This simple and super fresh first course, Tuna Tataki with Heirloom Tomato Crudo from chef Richard Blais’s new cookbook, So Good: 100 Recipes from My Kitchen to Yours, demands top-tier ingredients, particularly sushi-grade tuna and pristine tomatoes. If you find saku blocks (a staple in sushi chef’s kitchens: flash-frozen yellowtail tuna blocks all cut to the same exact size), get those. Otherwise, you can ask your fishmonger to cut any sushi-grade tuna into bricks of about 12 ounces each. Although the recipe calls for grape or cherry tomatoes, buy whichever tomatoes look best; you can always cut them down to size if they’re larger heirloom varieties.

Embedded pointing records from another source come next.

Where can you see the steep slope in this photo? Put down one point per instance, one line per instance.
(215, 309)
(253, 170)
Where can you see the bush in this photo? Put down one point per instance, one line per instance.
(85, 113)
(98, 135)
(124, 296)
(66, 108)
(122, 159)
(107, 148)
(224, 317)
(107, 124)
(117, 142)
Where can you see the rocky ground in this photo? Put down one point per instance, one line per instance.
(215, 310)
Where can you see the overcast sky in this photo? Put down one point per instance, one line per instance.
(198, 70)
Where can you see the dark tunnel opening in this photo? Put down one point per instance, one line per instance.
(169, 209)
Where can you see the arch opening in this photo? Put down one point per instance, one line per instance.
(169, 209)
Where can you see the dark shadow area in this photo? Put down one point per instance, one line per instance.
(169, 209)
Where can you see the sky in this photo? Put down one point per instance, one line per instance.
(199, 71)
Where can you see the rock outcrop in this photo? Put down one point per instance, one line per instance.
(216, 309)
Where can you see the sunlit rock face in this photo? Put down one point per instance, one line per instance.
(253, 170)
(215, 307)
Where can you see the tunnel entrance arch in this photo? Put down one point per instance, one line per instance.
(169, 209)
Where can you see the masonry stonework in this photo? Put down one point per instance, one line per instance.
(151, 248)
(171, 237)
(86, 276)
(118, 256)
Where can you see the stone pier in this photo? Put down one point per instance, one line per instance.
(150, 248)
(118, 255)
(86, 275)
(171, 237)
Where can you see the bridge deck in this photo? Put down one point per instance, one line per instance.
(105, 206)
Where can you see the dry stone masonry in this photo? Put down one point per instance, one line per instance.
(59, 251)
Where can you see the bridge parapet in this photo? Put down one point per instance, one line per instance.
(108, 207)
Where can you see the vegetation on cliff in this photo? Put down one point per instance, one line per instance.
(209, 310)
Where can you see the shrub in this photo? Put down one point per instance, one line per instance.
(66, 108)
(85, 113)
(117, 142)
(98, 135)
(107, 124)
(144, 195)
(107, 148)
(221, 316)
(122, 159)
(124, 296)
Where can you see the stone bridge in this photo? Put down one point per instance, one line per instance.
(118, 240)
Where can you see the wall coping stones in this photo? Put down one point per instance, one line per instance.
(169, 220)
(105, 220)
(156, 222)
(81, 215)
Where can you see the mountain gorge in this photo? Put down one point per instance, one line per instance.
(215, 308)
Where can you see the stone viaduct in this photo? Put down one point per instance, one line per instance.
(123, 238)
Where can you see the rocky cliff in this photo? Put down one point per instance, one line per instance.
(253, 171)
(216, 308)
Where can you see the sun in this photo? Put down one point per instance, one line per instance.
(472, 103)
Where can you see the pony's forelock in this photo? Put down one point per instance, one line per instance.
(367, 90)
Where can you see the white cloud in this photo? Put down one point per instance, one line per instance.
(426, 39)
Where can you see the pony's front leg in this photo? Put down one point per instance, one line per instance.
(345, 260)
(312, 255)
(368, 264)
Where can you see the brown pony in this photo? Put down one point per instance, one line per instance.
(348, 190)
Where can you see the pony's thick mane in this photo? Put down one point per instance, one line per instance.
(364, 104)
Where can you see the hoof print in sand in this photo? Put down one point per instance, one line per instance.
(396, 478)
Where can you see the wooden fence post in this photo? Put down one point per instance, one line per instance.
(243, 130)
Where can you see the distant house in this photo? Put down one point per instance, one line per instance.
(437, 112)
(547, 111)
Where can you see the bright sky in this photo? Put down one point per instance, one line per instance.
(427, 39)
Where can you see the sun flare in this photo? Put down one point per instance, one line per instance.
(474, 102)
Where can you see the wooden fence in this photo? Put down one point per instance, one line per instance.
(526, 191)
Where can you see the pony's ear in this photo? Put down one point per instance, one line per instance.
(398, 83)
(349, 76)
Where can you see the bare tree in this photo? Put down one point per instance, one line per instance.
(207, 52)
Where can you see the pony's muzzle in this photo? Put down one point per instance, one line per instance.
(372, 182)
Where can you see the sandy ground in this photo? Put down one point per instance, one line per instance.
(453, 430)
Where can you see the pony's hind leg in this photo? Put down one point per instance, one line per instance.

The sweet, juicy tomatoes and seared tuna are accented with light, bright Asian flavors, including shoyu (or white soy sauce, milder and thinner than the usual soy sauce), sesame seeds, sesame oil, garlic, and yuzu juice. Togarashi, a Japanese spice powder, is optional, but a great addition if you can find it —or you can always make your own! The shiso leaves are another delicious ingredient that might be hard to find; their flavor is unique, and while neither basil nor cilantro will replicate it, they’re both fine substitutes for the herb in this dish.
- Yield: 4 servings
- Difficulty: Easy
- Total: 25 min
- Active: 25 min
- 4 cloves garlic, minced
- 4 teaspoons sesame seeds
- 2 teaspoons onion powder
- 1 teaspoon togarashi (optional)
- kosher salt
- 4 saku yellowtail tuna blocks, thawed if necessary
- 1 pint cherry or grape tomatoes (choose the ripest and most appealing tomatoes you can find)
- 2 tablespoons yuzu juice
- 1 teaspoon dark sesame oil
- 1-2 teaspoons shoyu (also called white soy sauce)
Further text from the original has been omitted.